Saturday, July 19, 2008

Planetary LOD

I have been spending the last week writing my own implementation of an LOD system for a planet. It is inspired by Spherical Clipmaps, but it is not an actual implementation of them.

As I said, I began writing it last week (exactly a week ago today) and I finally have it all up and running (using real-time 3D Perlin Noise in the Vertex Shader and texture blending, no less!). Unfortunately, I have it running too smoothly, if you can believe that. I have the vertices being updated and centered under the camera every frame. This leads to the terrain looking similar to flowing water as you fly around the planet. As long as the camera is stationary, everything looks great. You can spin the camera around and look at all of the terrain around you. As soon as you start moving though, the "water" effect is very apparent.

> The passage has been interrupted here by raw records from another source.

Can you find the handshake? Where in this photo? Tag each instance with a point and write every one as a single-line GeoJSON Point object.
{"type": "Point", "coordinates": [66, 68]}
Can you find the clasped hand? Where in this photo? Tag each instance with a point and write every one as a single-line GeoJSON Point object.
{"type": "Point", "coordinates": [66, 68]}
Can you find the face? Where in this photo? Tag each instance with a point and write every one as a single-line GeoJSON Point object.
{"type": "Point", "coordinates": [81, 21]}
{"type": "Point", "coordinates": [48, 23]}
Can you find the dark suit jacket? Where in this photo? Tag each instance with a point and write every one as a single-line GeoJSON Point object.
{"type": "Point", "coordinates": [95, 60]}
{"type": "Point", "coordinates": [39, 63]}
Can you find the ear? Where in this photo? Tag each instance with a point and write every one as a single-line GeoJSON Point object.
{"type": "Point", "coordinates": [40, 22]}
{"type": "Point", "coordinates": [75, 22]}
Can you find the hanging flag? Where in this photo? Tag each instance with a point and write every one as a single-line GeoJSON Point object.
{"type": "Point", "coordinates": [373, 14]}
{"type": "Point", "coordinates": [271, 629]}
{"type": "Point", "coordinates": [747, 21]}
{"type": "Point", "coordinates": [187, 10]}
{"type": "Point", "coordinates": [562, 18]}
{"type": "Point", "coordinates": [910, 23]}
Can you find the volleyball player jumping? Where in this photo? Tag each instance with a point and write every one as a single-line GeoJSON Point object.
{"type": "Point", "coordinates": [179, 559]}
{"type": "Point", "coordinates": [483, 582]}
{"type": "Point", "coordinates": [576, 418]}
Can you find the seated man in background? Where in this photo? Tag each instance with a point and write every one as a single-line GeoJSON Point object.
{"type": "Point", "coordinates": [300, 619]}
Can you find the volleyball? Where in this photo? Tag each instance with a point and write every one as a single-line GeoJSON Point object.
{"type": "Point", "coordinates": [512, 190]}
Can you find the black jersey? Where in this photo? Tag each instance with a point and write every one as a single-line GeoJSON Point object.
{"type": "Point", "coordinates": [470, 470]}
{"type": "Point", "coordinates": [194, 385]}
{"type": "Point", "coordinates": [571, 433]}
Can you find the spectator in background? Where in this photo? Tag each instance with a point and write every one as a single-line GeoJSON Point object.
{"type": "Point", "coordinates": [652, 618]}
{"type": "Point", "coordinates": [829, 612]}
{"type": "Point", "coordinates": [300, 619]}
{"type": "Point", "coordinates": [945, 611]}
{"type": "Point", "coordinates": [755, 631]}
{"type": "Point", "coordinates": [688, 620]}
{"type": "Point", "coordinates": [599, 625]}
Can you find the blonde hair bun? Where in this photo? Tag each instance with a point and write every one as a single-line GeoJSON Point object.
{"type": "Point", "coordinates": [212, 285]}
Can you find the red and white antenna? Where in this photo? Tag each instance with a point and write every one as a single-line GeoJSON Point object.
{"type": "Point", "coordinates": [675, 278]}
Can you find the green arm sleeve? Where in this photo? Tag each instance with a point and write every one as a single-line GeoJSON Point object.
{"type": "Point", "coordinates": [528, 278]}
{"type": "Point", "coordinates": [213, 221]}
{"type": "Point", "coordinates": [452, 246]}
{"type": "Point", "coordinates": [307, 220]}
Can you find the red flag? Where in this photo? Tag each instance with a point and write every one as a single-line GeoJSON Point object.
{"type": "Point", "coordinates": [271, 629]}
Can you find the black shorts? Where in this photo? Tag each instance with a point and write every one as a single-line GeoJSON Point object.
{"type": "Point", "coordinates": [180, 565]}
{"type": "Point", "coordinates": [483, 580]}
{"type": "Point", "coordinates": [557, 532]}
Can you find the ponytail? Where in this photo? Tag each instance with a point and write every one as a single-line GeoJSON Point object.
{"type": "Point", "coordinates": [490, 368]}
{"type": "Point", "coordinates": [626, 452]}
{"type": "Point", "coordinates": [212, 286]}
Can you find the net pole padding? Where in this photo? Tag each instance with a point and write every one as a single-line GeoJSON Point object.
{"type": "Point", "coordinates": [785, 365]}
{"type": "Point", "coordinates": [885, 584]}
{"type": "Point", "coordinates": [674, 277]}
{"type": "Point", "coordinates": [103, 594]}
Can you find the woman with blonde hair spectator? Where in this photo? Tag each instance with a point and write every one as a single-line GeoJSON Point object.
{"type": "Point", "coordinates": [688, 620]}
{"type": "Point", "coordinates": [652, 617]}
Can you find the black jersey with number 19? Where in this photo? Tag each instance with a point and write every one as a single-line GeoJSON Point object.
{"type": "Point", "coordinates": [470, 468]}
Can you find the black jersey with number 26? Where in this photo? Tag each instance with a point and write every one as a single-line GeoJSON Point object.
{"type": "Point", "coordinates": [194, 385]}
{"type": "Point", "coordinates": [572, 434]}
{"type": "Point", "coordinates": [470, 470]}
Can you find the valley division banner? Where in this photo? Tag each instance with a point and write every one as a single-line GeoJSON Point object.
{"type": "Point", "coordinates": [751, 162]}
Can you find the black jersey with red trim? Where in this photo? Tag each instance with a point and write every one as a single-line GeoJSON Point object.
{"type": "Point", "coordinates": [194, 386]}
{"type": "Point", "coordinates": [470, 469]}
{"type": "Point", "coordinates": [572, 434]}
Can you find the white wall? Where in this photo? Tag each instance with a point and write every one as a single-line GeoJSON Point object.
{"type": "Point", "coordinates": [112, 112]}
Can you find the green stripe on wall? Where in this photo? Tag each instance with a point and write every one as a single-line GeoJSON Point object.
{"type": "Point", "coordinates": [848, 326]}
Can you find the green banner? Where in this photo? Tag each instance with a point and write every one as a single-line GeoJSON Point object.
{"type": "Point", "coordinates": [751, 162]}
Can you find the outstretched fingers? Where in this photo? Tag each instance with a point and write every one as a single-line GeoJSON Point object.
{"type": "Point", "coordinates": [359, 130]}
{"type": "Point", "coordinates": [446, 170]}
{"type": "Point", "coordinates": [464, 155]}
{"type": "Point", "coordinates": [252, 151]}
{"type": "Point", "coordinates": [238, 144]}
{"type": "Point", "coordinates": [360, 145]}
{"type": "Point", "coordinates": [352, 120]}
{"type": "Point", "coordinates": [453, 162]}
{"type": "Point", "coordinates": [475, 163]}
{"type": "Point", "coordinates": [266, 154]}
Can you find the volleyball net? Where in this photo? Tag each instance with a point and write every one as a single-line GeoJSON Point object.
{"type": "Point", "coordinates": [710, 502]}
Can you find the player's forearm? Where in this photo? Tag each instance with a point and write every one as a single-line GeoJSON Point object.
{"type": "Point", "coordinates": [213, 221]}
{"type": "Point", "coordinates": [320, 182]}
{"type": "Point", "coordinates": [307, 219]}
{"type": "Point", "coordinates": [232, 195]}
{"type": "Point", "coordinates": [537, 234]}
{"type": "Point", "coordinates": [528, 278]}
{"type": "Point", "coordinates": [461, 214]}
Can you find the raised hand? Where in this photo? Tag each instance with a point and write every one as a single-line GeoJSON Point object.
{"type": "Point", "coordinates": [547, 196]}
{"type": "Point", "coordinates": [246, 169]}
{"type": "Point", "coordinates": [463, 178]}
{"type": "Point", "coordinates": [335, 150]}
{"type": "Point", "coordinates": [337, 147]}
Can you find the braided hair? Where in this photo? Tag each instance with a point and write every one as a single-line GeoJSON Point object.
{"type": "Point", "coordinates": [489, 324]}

I first tried to fix it by having the terrain position updated only once a second, but that looked terrible. So, I ended up saving the old camera position and then calculating the angle between the current camera position and the old position each frame. If the angle becomes greater than a threshold (I used something like Pi/64, yes that's sixty-four!) then I update the terrain position. This looks alot better than the time-based updating and it removes the "water" effect. Unfortunately, it also makes the terrain very "poppy". For example, if you see a mountain in the distance and you start to fly toward it, you would suddenly see more detail "pop" in as you got closer.

I think what I have now is pretty decent, but I want to have very smooth terrain, with no popping and no water effect. So, I'm kind of back to the drawing board trying to think of a system that fixes both of those problems. Not everything I have now is throw-away code though. I think I should be able to carry over alot from this project to the updated LOD system.